Küreselleşme ABD’yi sarsıyor!
Diğer değişim dalgası küreselleşmedir ve ABD hem bahsettiğimiz ekonomik teknolojik dinamikler üzerinden hem de ülkeler arasında ortaya çıkan ‘insanların-enformasyonun-malların’ hareketliliğine yol açan süreçler, gelişmeler üzerinden bu dalganın ortaya çıkmasında merkezi bir konumda bulunmaktadır. Küreselleşmeyi üreten faktörlere taşıyan unsurlara bakıldığında bu dalganın post-endüstriyel yapıyla paralel yükseldiğini görmek şaşırtıcı olmayacaktır ki bu dinamiklerin birbirini beslediğini tespit etmek zor değildir.

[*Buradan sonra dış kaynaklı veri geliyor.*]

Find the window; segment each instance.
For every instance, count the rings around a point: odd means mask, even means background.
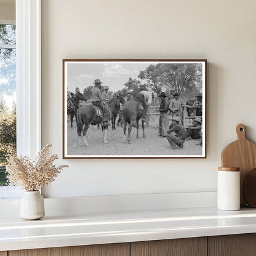
[[[16,49],[10,42],[3,48],[16,53],[17,152],[34,158],[41,150],[41,0],[15,1],[15,20]],[[20,194],[19,188],[0,186],[0,199]]]
[[[8,153],[16,150],[16,30],[0,21],[0,186],[7,185]]]

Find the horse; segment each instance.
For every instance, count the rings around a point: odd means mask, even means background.
[[[112,123],[112,130],[116,130],[116,117],[118,116],[118,113],[119,113],[121,110],[118,110],[116,108],[114,108],[112,112],[111,116],[111,123]]]
[[[108,102],[108,106],[110,111],[110,116],[112,116],[113,110],[114,108],[120,110],[120,102],[124,104],[124,98],[121,96],[116,96],[111,98]],[[101,124],[102,117],[97,116],[96,111],[92,105],[82,106],[78,110],[78,144],[79,146],[89,146],[86,133],[90,124],[96,125]],[[103,142],[107,143],[107,130],[108,125],[102,124],[103,132]]]
[[[129,100],[122,107],[122,119],[124,122],[124,138],[123,142],[130,143],[130,132],[133,126],[137,128],[136,138],[138,138],[138,121],[142,116],[143,109],[140,108],[140,103],[136,100]],[[126,125],[128,127],[128,134],[126,138]],[[145,134],[145,121],[142,120],[142,133],[143,138],[146,138]]]
[[[76,96],[72,97],[70,100],[68,100],[68,114],[70,115],[71,126],[73,128],[73,119],[74,116],[76,118],[76,126],[78,126],[78,119],[76,117],[76,112],[79,106],[79,102],[81,100],[87,100],[87,99],[81,93],[78,92]],[[69,113],[68,113],[69,112]]]

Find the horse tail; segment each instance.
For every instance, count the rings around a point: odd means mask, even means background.
[[[81,108],[78,108],[76,111],[76,118],[78,119],[78,135],[80,135],[81,133],[82,132],[83,126],[82,118],[81,118]]]

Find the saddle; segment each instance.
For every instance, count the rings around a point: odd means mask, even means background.
[[[139,100],[135,100],[135,101],[138,102],[138,110],[143,111],[144,110],[144,108],[143,108],[143,105],[142,105],[142,103]]]
[[[93,108],[94,108],[94,110],[95,110],[96,112],[96,116],[98,116],[99,118],[102,118],[102,109],[97,106],[94,106],[93,105],[92,105],[92,106],[93,106]]]

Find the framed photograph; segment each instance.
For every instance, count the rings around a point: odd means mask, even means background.
[[[206,158],[206,60],[63,60],[63,158]]]

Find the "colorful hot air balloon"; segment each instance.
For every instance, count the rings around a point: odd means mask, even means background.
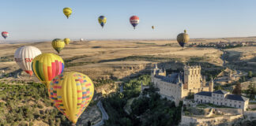
[[[51,43],[52,47],[59,54],[59,52],[65,47],[65,43],[60,39],[55,39]]]
[[[42,54],[33,59],[32,66],[36,76],[48,87],[51,80],[63,72],[64,61],[56,54]]]
[[[52,80],[49,94],[55,106],[75,124],[93,97],[94,86],[82,73],[64,72]]]
[[[104,27],[104,24],[106,24],[107,22],[107,18],[104,17],[104,16],[100,16],[99,18],[98,18],[98,20],[99,20],[99,23],[101,25],[102,28]]]
[[[64,8],[63,9],[63,13],[66,15],[66,18],[69,19],[70,16],[72,13],[72,9],[69,8],[69,7]]]
[[[140,22],[140,19],[137,16],[132,16],[132,17],[130,17],[130,22],[134,26],[134,28],[135,29],[135,27]]]
[[[24,46],[15,51],[14,60],[21,69],[31,76],[33,74],[32,61],[35,57],[41,54],[41,51],[35,46]]]
[[[9,33],[7,32],[2,32],[2,36],[5,38],[5,39],[9,36]]]
[[[64,39],[64,43],[65,43],[66,45],[68,45],[68,44],[70,44],[70,39],[68,39],[68,38],[65,38],[65,39]]]
[[[188,43],[190,40],[190,36],[186,34],[186,31],[184,30],[184,33],[180,33],[177,36],[177,41],[183,48],[184,47],[185,44]]]

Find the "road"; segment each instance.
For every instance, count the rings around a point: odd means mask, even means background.
[[[98,102],[97,106],[99,107],[100,110],[101,111],[102,118],[101,118],[101,120],[99,123],[94,124],[93,126],[104,125],[104,120],[108,120],[108,115],[107,115],[107,112],[105,111],[104,108],[103,107],[102,102],[101,102],[100,100]]]

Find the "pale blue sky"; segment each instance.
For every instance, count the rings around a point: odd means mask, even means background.
[[[190,38],[254,36],[255,6],[255,0],[5,0],[0,31],[9,32],[9,40],[175,39],[183,29]],[[68,20],[64,7],[73,9]],[[132,15],[140,17],[136,30]]]

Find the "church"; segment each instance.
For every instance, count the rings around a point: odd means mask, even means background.
[[[166,75],[165,69],[160,69],[156,65],[151,72],[151,82],[159,89],[162,98],[175,102],[178,106],[189,93],[213,91],[213,80],[206,83],[205,78],[201,75],[201,66],[183,67],[183,72]]]

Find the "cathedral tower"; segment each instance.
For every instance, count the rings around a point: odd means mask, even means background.
[[[184,66],[184,83],[188,90],[201,87],[201,66]]]

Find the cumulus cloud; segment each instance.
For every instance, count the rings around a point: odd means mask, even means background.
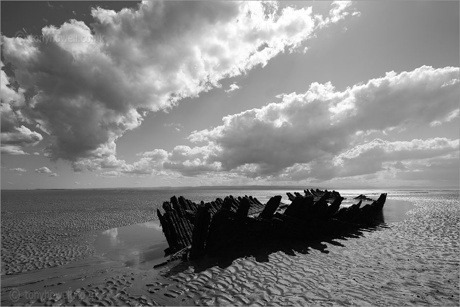
[[[161,157],[147,160],[153,154],[144,153],[132,165],[143,173],[162,166],[184,176],[225,172],[321,181],[368,176],[390,168],[388,163],[450,154],[459,151],[459,140],[366,138],[372,132],[385,135],[450,120],[459,109],[459,74],[458,68],[422,66],[343,92],[330,83],[313,83],[304,93],[284,95],[280,102],[228,115],[221,126],[192,133],[189,140],[202,146],[155,150],[148,153],[161,152]],[[410,166],[405,162],[397,166]]]
[[[230,84],[230,87],[229,87],[228,89],[225,90],[225,92],[226,93],[230,93],[230,92],[233,92],[234,91],[236,91],[236,90],[238,90],[240,88],[241,88],[238,86],[237,85],[237,83],[235,82],[235,83],[232,83],[231,84]]]
[[[313,83],[305,93],[225,116],[222,125],[188,138],[207,143],[213,149],[208,162],[220,162],[224,170],[249,166],[258,175],[276,174],[296,163],[330,161],[369,131],[445,120],[458,110],[459,79],[458,68],[423,66],[343,92]],[[448,80],[454,81],[443,86]]]
[[[37,169],[35,170],[35,173],[52,173],[51,171],[50,170],[50,169],[48,168],[46,166],[41,167],[39,169]]]
[[[0,67],[3,69],[3,63]],[[10,154],[27,154],[22,148],[35,145],[43,139],[40,134],[19,125],[22,115],[20,111],[25,106],[24,90],[15,90],[5,72],[0,71],[0,152]]]
[[[104,172],[100,173],[100,175],[106,178],[120,177],[120,174],[116,171],[110,171],[109,172]]]
[[[47,43],[2,36],[5,61],[19,85],[1,89],[18,101],[11,110],[5,104],[7,132],[25,133],[28,138],[18,138],[35,143],[41,134],[20,123],[33,125],[50,135],[48,156],[71,161],[76,171],[103,168],[107,157],[116,156],[112,144],[139,127],[146,112],[220,87],[223,78],[295,50],[345,17],[348,7],[334,3],[331,17],[323,18],[311,8],[279,12],[271,1],[146,1],[118,12],[95,8],[92,28],[75,19],[45,27]],[[25,144],[7,144],[4,151],[25,153]]]
[[[23,169],[20,167],[17,167],[15,169],[10,169],[10,171],[12,171],[13,172],[27,172],[27,170],[25,169]]]

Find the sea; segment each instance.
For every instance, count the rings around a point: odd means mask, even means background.
[[[387,193],[383,222],[403,221],[414,208],[413,201],[429,196],[458,198],[459,190],[340,190],[343,206],[364,194],[373,199]],[[138,255],[148,255],[146,269],[163,256],[166,241],[157,210],[171,196],[183,196],[197,203],[232,195],[252,195],[262,203],[275,195],[290,204],[292,190],[199,189],[102,189],[2,190],[1,196],[1,274],[60,266],[94,254],[129,265]],[[154,250],[146,244],[158,244]],[[129,255],[128,255],[129,254]],[[134,255],[134,256],[133,256]],[[133,257],[134,258],[133,258]],[[142,262],[142,261],[141,261]]]

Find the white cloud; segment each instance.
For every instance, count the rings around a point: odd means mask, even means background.
[[[234,83],[230,85],[230,87],[229,87],[228,89],[225,90],[225,92],[226,93],[230,93],[230,92],[233,92],[234,91],[236,91],[236,90],[238,90],[240,88],[241,88],[240,87],[237,85],[236,83]]]
[[[124,161],[112,145],[139,127],[146,112],[220,87],[223,78],[301,47],[316,30],[344,18],[348,6],[334,3],[324,19],[311,8],[278,13],[270,1],[146,1],[118,12],[94,9],[92,28],[74,19],[45,27],[47,43],[2,36],[5,61],[14,65],[19,85],[1,88],[2,101],[4,96],[16,101],[14,108],[5,104],[5,122],[16,128],[27,123],[49,134],[46,155],[71,161],[76,171],[110,167],[103,164],[108,156],[120,167]],[[24,146],[41,139],[30,130],[6,132],[18,134],[12,139],[24,132],[29,138],[7,144],[5,153],[25,154]]]
[[[35,173],[52,173],[52,172],[50,170],[50,169],[46,166],[44,166],[39,169],[36,169],[35,170]]]
[[[27,170],[25,169],[23,169],[20,167],[17,167],[15,169],[10,169],[10,171],[13,171],[13,172],[27,172]]]
[[[105,177],[120,177],[121,174],[116,171],[104,172],[100,173],[100,175]]]
[[[204,146],[178,146],[167,153],[156,150],[152,153],[161,156],[154,164],[143,158],[133,165],[143,173],[160,172],[162,166],[184,176],[224,172],[321,181],[370,176],[388,163],[458,151],[459,140],[445,138],[369,142],[366,137],[450,118],[458,108],[459,88],[443,85],[458,79],[459,73],[458,68],[423,66],[388,73],[343,92],[330,83],[313,83],[303,94],[284,95],[279,103],[228,115],[221,126],[189,136]]]
[[[257,166],[258,175],[276,174],[296,163],[329,161],[363,132],[417,127],[442,121],[458,108],[458,68],[423,66],[337,92],[330,83],[312,83],[304,94],[223,118],[223,124],[195,132],[189,140],[213,148],[209,162],[225,171]]]

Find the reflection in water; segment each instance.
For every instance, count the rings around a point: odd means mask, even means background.
[[[165,261],[167,243],[159,222],[148,222],[105,230],[94,242],[96,251],[129,267],[151,269]]]
[[[350,207],[353,204],[357,204],[359,201],[356,199],[349,198],[346,196],[347,199],[342,202],[343,207]],[[371,195],[371,197],[376,199],[378,197]],[[370,204],[371,201],[363,201],[361,203],[361,207],[367,204]],[[389,224],[395,222],[400,222],[407,218],[407,212],[411,209],[415,208],[412,202],[405,200],[396,200],[386,198],[385,205],[384,206],[382,216],[379,216],[377,218],[379,222]]]
[[[372,195],[373,196],[373,195]],[[358,201],[350,198],[342,203],[349,206]],[[363,202],[362,206],[371,202]],[[386,199],[379,222],[389,224],[407,217],[412,203]],[[149,270],[165,261],[164,250],[168,247],[158,221],[148,222],[105,230],[96,238],[96,251],[107,257],[140,269]]]

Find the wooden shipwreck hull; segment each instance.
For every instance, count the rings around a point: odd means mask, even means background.
[[[288,193],[292,202],[289,205],[281,204],[280,195],[265,204],[247,195],[230,195],[200,204],[173,196],[163,203],[164,213],[157,211],[169,247],[165,252],[186,250],[190,257],[198,257],[255,245],[339,234],[375,224],[386,198],[386,193],[376,200],[359,195],[358,203],[341,208],[344,198],[338,192],[318,189],[304,192]],[[372,202],[362,207],[363,200]]]

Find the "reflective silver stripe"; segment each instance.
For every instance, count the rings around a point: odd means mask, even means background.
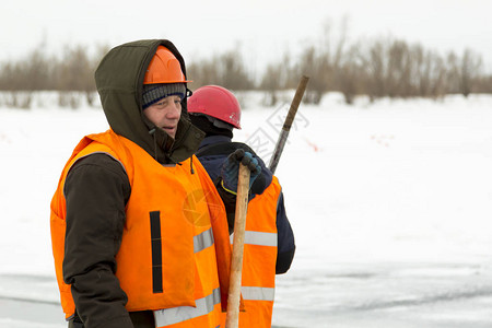
[[[219,303],[221,303],[221,290],[215,289],[212,294],[197,300],[197,307],[178,306],[154,311],[155,325],[156,327],[165,327],[207,315]]]
[[[276,289],[241,286],[243,298],[247,301],[273,301],[276,298]]]
[[[212,229],[209,229],[201,234],[194,237],[194,249],[195,253],[206,249],[213,245],[213,233]]]
[[[232,244],[234,241],[234,233],[231,234],[230,239]],[[246,231],[244,235],[244,243],[259,246],[277,246],[277,234],[257,231]]]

ABD’nin açıklamaya çalıştığım sorunları tam da bu çerçevede ortaya çıkmaktadır. “Küreselleşmeyi belirleyen faktörler yeni bir dış politika yaklaşımını gerektirmekteyken, yeni toplumsal ilişkiler yeni ekonomiler yeni yönetim anlayışlarını, yeni demokratik kurumların gelişimini tarihsel olarak bu konuda değişim beklentisini ortaya çıkarmışken ABD siyasal yapısında eski iktidar elitlerinin tutuculuğu hem içeride hem de dışarıda eski siyaset anlayışını dayatmaya devam etmektedir.”
Bu durumda ‘Trump ne yapabilir, nereye gidebilir’ soruların cevabını aramak gerekmektedir.